Cataclysm is the new game from Digital Sun, the team behind Moonlighter, so I was waiting for the twist from the moment I started. Moonlighter's a straight-up dungeon crawler, until you crawl out of the dungeon with all your loot and have to face a far more terrifying foe than any monster you encountered in the depths: supply and demand. Moonlighter was a dungeon crawler, then, and also a game about stocking a shop and making a profit. Risk your life to find stock, and then return to the surface and try to find the right price for it. The horror!
So what's the twist with Cataclysm? My recent demo began in a dark autumnal woods. I'm controlling an archer, clicking to move them through forest paths between spectral, bronzing trees and dark abysses that make the whole thing feel very claustrophobic. Is this an action RPG? No, up ahead I find another troop type, a lobber, who flings bombs or rocks or some such. Height and distance come into play as we fend off an attack by mysterious horrors, who all look like plucked but uncooked turkeys. Oh, this is an RTS!

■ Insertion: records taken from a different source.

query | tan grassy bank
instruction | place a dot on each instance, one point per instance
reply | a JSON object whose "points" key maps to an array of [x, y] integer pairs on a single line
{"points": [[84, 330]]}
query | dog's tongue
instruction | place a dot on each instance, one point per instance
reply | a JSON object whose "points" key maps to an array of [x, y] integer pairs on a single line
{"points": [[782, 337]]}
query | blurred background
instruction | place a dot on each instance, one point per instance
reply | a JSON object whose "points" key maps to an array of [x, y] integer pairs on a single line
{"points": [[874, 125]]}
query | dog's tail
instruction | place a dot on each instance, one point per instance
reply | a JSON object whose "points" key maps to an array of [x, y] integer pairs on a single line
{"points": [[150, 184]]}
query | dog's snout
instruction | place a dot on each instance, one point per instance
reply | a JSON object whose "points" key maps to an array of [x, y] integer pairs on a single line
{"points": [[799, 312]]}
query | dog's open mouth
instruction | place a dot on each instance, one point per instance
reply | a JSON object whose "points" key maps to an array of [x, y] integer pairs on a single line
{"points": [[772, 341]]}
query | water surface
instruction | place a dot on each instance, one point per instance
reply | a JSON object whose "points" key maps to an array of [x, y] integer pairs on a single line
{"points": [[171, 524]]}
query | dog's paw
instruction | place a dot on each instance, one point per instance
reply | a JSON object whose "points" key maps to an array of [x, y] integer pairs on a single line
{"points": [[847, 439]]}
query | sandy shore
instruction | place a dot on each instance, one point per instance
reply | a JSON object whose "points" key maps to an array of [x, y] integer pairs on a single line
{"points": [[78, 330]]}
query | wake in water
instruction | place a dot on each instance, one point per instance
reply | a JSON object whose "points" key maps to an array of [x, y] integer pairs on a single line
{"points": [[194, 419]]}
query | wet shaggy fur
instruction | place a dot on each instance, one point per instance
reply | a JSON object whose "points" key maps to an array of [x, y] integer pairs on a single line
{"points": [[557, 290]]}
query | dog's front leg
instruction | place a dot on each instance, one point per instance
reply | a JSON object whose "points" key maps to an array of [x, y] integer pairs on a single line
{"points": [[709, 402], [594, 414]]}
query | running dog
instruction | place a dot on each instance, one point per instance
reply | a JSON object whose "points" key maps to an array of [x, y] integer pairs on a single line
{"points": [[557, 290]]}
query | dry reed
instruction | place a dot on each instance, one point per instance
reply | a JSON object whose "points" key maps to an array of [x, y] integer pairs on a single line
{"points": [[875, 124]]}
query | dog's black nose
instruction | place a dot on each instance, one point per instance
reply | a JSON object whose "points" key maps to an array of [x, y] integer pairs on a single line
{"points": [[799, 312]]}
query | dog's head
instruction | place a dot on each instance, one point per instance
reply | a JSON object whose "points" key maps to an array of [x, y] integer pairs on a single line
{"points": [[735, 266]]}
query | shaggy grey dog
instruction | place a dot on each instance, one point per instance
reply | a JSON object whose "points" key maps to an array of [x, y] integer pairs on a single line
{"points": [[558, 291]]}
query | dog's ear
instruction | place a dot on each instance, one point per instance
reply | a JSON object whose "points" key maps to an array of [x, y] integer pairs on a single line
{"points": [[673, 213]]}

And it is. But then we come to a clearing with a broken bridge and no way to get across. Here is the twist! It's an RTS in which you can build. It's an RTS in which you have to build, in fact. Pretty soon I'm fixing the bridge with wooden pieces, making sure that each piece I place is supported and safe. Further on I get a staircase that needs repairing with stone, so I'm dealing with cheap, flimsy wood, and heavy, more dependable stone. Next comes a proper castle, already built, and night is falling so I place my troops and fend off hordes of those Turkish enemies. It's tower defense! Stop it already.
But Cataclysm does not stop it already. For the next few hours I was in the middle of a game which continues to unfold, but takes cues from its own building system and ensures that it only ever lays out a new piece, a new idea, when the old pieces are suitably supported. So it's a game in which you make your base and defend it, with walls and merlons to aid your archers and banners to boost your attacks – or was it your defense? That's all great, but you'll need wood, so you'll need sawmills. You'll need workers, so they'll need houses. You'll need stone, but the quarry spot is outside your camp, so you must grow your area of influence by placing torches.
Then you'll need to actually place a quarry and make sure there are clear paths for all your workers. Then you need to filter the air, because the horrors that attack you are agents of a hidden mist that you have descended. Then you'll need to think about walls because night is coming and here come those turkeys again.
This is only the start, mind, as pretty soon emboldened turkeys are likely to launch little sorties during the day, which means barracks and armies and new troops and onwards and outwards. All brilliant stuff. But the key, I think, lies with two things: the simple things are very satisfying, and you are never far from disaster.
The little things: placing blocks is enormous fun, and it's also really easy to do, as you select from menus and build, piece by piece. It's easy to see where you can place things and where you can't, and there's also scope for creativity and interesting choices. Tall walls are strong walls, but what if you're low on bricks? How do you make low walls stand a better chance? And where do you place them and your own troops relative to them?
This is the second part. You are never far from disaster. Early on, I managed to make a simple skirmish three times more exciting by simply building my wall in the wrong place. It was right out of Laurel and Hardy. There I was in the East making a really gorgeous castle defense, while over to the west, turkeys were eating my current castle. Then stairs! Oh god, I have made stairs in this game that nobody could climb, stairs that are a horrible joke against the living, against the idea of height. Staircases with sudden gaps, interesting wooden doodles as the bannisters and steps that decide to juke suddenly to the left or right. I have made things in this game so poorly conceived that I will never show them to another human being.
But what brings it all together is those turkeys that attack every night. Earlier today I positioned my forces, built my walls, and then waited. The horns blew. The turkeys attacked. And it wasn't that they so much threw themselves at my defenses. Instead, they sort of steadily tie them. I could see each individual block in each wall being targeted and giving way, each stone crumble and fall and disappear. That's Cataclysm, then: you're building and expanding and defending forts that are basically made of shortbread. Just don't ask me about why the stairs are out.